LETTRE LXVIII.
RICA A USBEK.
A ***.
J'allai l'autre jour dîner chez un homme de robe, qui m'en avait prié plusieurs fois. Après avoir parlé de bien des choses, je lui dis: Monsieur, il me paraît que votre métier est bien pénible. Pas tant que vous vous imaginez, répondit-il: de la manière dont nous le faisons, ce n'est qu'un amusement. Mais comment! n'avez-vous pas toujours la tête remplie d'affaires d'autrui? n'êtes-vous pas toujours occupé de choses qui ne sont point intéressantes? Vous avez raison: ces choses ne sont point intéressantes, car nous nous y intéressons si peu que rien; et cela même fait que le métier n'est pas si fatigant que vous dites. Quand je vis qu'il prenait la chose d'une manière si dégagée, je continuai, et lui dis: Monsieur, je n'ai point vu votre cabinet. Je le crois, car je n'en ai point. Quand je pris cette charge, j'eus besoin d'argent pour payer mes provisions; je vendis ma bibliothèque; et le libraire qui la prit, d'un nombre prodigieux de volumes, ne me laissa que mon livre de raison. Ce n'est pas que je les regrette: nous autres juges ne nous enflons point d'une vaine science. Qu'avons-nous affaire de tous ces volumes de loi? Presque tous les cas sont hypothétiques et sortent de la règle générale. Mais ne serait-ce pas, monsieur, lui dis-je, parce que vous les en faites sortir? Car enfin pourquoi chez tous les peuples du monde y aurait-il des lois si elles n'avaient pas leur application? et comment peut-on les appliquer si on ne les sait pas?
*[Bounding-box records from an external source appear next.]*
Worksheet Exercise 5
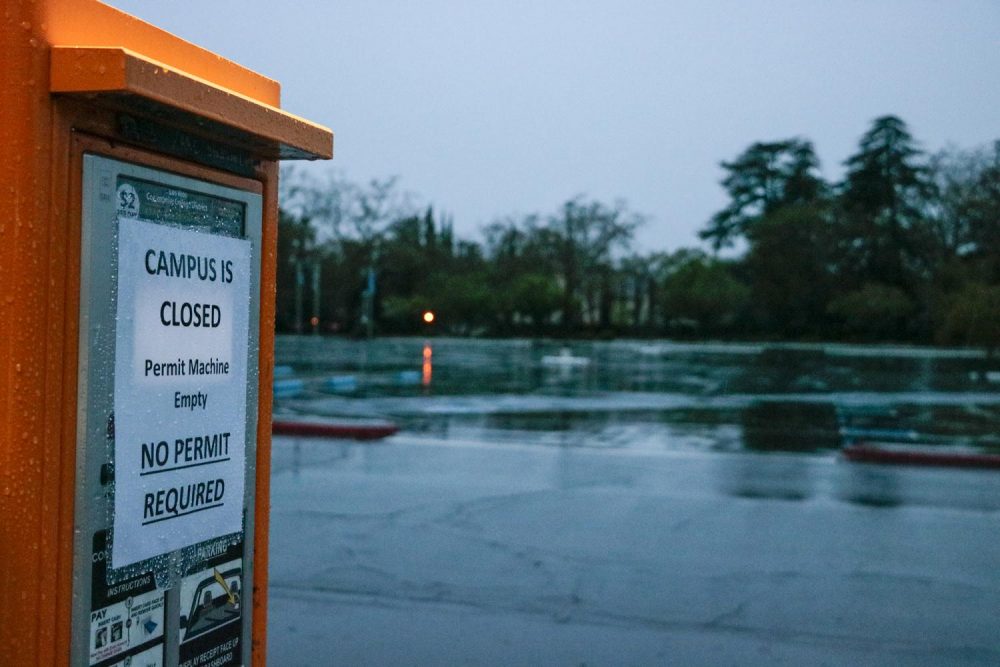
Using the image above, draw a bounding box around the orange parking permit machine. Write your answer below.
[0,0,333,667]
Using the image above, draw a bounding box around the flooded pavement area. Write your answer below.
[268,341,1000,665]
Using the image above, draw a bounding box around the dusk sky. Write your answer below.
[103,0,1000,252]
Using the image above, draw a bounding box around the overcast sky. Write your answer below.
[103,0,1000,252]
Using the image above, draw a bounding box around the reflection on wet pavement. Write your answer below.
[269,339,1000,665]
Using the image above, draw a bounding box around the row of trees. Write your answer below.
[278,116,1000,346]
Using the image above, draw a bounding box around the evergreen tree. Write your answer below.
[840,116,934,289]
[700,139,826,250]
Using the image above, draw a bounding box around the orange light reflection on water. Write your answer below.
[420,343,434,387]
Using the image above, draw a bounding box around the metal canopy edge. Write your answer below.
[49,46,333,160]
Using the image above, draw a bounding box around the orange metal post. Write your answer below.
[0,0,332,665]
Si vous connaissiez le Palais, reprit le magistrat, vous ne parleriez pas comme vous faites: nous avons des livres vivants, qui sont les avocats; ils travaillent pour nous, et se chargent de nous instruire. Et ne se chargent-ils pas aussi quelquefois de vous tromper? lui repartis-je. Vous ne feriez donc pas mal de vous garantir de leurs embûches; ils ont des armes avec lesquelles ils attaquent votre équité; il serait bon que vous en eussiez aussi pour la défendre, et que vous n'allassiez pas vous mettre dans la mêlée, habillés à la légère, parmi des gens cuirassés jusqu'aux dents.
A Paris, le 13 de la lune de Chahban, 1714.